Originally posted by @ogb whoever spends the most money on presents, is the winner!
It is not the amount of money you spend on a gift that matters. It is that you gave a gift, even if it is something you made yourself you are a winnner!
Originally posted by @very-rusty It is not the amount of money you spend on a gift that matters. It is that you gave a gift, even if it is something you made yourself you are a winnner!
-VR
Every year I bring out all of the wonky, cotton wool, glitter and painted pasta
home made Christmas cards that my sons so lovingly made at school.
Also 2 competing Christmas fairies with paper wings that keep falling off.
Originally posted by @drewnogal Every year I bring out all of the wonky, cotton wool, glitter and painted pasta
home made Christmas cards that my sons so lovingly made at school.
Also 2 competing Christmas fairies with paper wings that keep falling off.
Lack of traditions in our family is what makes our Christmas Eves so predictable - we never know from one year to the next what's going to happen. And that's what makes this Christmas so special - we gather the family on 24th Christmas Eve just like most families do and that is a wonderful Christmas gift.
Vegetarian Christmas in Kota Kinabalu with nephew and his girlfriend, who's Norwegian so we are doing Christmas on the 24th. Maybe scuba diving Christmas day. Anyway have a good one, one and all.

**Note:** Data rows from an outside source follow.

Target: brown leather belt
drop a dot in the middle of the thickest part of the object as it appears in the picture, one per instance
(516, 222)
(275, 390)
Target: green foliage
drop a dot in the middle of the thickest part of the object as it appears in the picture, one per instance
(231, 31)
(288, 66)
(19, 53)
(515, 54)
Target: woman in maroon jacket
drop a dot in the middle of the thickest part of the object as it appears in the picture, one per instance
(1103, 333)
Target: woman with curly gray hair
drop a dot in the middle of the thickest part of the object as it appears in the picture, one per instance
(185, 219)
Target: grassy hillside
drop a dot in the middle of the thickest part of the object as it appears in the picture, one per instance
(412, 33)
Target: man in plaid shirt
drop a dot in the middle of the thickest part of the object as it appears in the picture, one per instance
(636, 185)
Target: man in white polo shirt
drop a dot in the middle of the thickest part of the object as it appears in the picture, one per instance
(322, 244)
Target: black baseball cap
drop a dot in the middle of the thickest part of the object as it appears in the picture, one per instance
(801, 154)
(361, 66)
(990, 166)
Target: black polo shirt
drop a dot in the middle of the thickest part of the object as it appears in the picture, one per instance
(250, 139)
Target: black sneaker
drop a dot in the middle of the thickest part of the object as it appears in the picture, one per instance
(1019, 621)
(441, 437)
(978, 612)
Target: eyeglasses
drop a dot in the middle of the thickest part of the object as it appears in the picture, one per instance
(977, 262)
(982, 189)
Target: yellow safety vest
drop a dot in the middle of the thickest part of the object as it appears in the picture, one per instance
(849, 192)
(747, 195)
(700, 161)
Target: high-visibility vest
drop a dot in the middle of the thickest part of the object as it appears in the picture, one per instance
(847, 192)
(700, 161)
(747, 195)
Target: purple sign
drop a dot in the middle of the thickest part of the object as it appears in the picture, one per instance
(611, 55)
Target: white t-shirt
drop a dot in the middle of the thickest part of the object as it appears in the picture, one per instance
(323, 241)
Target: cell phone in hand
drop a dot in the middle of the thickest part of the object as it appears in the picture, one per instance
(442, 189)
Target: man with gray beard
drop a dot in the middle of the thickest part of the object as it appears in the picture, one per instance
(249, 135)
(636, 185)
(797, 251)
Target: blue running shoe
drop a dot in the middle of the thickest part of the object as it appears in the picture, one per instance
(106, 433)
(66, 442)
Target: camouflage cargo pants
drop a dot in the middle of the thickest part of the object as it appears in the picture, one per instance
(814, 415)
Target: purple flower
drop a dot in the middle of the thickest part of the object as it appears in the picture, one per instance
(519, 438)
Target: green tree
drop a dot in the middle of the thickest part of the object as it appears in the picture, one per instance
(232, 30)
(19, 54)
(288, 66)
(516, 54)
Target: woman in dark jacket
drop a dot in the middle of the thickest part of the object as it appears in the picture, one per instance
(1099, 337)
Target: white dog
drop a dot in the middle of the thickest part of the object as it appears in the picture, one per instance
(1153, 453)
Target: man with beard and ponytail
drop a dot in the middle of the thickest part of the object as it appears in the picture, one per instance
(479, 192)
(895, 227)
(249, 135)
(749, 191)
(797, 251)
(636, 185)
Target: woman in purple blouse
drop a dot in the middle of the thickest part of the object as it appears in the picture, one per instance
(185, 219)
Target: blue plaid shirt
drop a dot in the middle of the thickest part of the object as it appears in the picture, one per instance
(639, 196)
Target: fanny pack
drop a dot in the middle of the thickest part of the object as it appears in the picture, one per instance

Originally posted by @torunn Lack of traditions in our family is what makes our Christmas Eves so predictable - we never know from one year to the next what's going to happen. And that's what makes this Christmas so special - we gather the family on 24th Christmas Eve just like most families do and that is a wonderful Christmas gift.
Don’t you usually eat the same traditional sort of foods on Christmas Eve? This was something that my mother always prepared. The menu was predictable and started with borsch, then a fish dish and then a rice dish, each served with a tomato based sauce; one cold and the other hot.
Originally posted by @drewnogal Don’t you usually eat the same traditional sort of foods on Christmas Eve? This was something that my mother always prepared. The menu was predictable and started with borsch, then a fish dish and then a rice dish, each served with a tomato based sauce; one cold and the other hot.
We still have some of the usual Swedish food but have also replaced parts of it with food from other cultures. The traditional Swedish Christmas food is like a 'smörgåsbord' (smorgasbord).